Jumping Through Hoops James Higgs’s Blog

Posted
1 May 2008 @ 5pm

Tagged
.NET, C#

C#: How to accept an invalid SSL certificate programmatically

In the project I’m working on at the moment, we have a requirement to call some REST services using .NET#’s built-in System.Net.HttpWebRequest class. The calls will eventually be over SSL using a properly issued certificate when we go live, but for testing we’ve been using a self-signed certificate.

When you navigate to an HTTP URL with a dodgy certificate in a browser, you get a warning that gives you the option to ignore the problems. In code, this just results in an exception being thrown. The exception is a System.Security.Authentication.AuthenticationException (wrapped in a System.Net.WebException), with an error message of “The remote certificate is invalid according to the validation procedure.”

So, for testing, we needed to find a way to bypass the certificate validation. It turns out that you need to provide a RemoteCertificateValidationCallback delegate and attach it to ServicePointManager.ServerCertificateValidationCallback. What’s not clear is what happens if two threads are competing to set this property to different values, since it’s a static property. Reflector suggests that the property set method doesn’t do anything fancy, so you could easily get into a race condition.

Anyway, here’s s snippet that shows how to do this.
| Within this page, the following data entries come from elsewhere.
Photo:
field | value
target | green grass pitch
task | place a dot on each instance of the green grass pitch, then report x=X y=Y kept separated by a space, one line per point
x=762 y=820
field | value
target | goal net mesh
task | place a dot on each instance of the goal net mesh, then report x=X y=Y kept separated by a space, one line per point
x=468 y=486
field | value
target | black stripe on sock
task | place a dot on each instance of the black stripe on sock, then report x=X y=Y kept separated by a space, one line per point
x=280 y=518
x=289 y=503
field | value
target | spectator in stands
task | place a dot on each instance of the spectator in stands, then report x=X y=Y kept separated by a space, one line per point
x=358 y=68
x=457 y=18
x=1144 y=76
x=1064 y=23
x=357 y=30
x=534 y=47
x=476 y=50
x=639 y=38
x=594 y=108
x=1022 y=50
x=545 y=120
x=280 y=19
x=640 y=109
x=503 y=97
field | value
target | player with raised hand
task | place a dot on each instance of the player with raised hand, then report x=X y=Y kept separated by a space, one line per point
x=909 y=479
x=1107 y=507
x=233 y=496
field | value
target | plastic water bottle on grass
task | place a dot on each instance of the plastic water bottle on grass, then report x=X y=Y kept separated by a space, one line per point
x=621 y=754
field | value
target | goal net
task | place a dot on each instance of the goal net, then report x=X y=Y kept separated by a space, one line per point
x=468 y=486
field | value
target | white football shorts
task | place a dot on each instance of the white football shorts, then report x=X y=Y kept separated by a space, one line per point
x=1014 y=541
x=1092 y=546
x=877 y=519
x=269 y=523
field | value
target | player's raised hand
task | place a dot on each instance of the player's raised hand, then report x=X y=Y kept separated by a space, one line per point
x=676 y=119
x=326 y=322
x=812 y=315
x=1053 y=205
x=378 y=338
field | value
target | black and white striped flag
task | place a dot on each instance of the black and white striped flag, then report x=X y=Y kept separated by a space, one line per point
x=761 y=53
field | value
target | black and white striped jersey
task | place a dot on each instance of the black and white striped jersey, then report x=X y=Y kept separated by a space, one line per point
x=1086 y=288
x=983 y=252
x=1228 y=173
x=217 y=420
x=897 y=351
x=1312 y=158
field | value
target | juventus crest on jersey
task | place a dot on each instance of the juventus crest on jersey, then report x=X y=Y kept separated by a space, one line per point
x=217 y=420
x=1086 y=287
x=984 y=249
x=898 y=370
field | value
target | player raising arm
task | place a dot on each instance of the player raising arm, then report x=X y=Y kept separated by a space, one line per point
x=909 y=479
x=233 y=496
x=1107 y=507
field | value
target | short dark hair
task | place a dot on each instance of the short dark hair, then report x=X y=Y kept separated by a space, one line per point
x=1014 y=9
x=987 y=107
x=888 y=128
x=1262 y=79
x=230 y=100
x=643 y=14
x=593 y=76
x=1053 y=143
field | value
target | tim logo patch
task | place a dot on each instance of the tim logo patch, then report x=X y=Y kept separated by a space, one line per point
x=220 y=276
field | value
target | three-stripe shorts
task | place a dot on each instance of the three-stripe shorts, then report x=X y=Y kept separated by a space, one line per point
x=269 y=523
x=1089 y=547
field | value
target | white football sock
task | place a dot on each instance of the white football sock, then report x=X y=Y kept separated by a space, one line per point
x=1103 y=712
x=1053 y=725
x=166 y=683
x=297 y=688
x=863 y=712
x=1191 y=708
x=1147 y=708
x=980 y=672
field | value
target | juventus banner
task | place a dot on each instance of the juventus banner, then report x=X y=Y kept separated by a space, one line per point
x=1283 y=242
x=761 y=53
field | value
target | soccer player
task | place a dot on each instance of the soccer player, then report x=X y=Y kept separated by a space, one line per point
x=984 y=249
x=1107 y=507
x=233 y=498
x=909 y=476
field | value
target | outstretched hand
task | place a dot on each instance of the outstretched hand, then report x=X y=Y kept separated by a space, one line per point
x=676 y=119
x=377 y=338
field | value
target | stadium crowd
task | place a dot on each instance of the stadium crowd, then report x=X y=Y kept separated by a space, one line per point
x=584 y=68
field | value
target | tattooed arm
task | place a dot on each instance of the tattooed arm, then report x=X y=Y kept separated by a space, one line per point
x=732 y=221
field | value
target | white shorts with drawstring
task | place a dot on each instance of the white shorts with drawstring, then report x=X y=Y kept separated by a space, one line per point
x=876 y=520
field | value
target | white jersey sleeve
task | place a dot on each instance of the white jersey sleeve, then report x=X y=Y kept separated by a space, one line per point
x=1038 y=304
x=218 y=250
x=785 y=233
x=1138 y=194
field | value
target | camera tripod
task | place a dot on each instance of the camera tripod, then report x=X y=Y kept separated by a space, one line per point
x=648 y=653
Hopefully someone will find it useful, because it took me a while to find.

 // callback used to validate the certificate in an SSL conversation
private static bool ValidateRemoteCertificate(
object sender,
	X509Certificate certificate,
	X509Chain chain,
	SslPolicyErrors policyErrors
)
{
	if (Convert.ToBoolean(ConfigurationManager.AppSettings["IgnoreSslErrors"]))
	{
		// allow any old dodgy certificate…
		return true;
	}
	else
	{
		return policyErrors == SslPolicyErrors.None;
	}
}

private static string MakeRequest(string uri, string method, WebProxy proxy)
{
	HttpWebRequest webRequest = (HttpWebRequest)WebRequest.Create(uri);
	webRequest.AllowAutoRedirect = true;
	webRequest.Method = method;

	// allows for validation of SSL conversations
	ServicePointManager.ServerCertificateValidationCallback += new RemoteCertificateValidationCallback(
		ValidateRemoteCertificate
	);

	if (proxy != null)
	{
		webRequest.Proxy = proxy;
	}

	HttpWebResponse response = null;
	try
	{
		response = (HttpWebResponse)webRequest.GetResponse();

		using (Stream s = response.GetResponseStream())
		{
			using (StreamReader sr = new StreamReader(s))
			{
				return sr.ReadToEnd();
			}
		}
	}
	finally
	{
		if (response != null)
			response.Close();
	}
}

2 Comments

Posted by
Pawan
5 June 2008 @ 3pm

Hi, Very thanks for the code.

I am using this code to validate SSL certificate of the web site on which I need to post vital data.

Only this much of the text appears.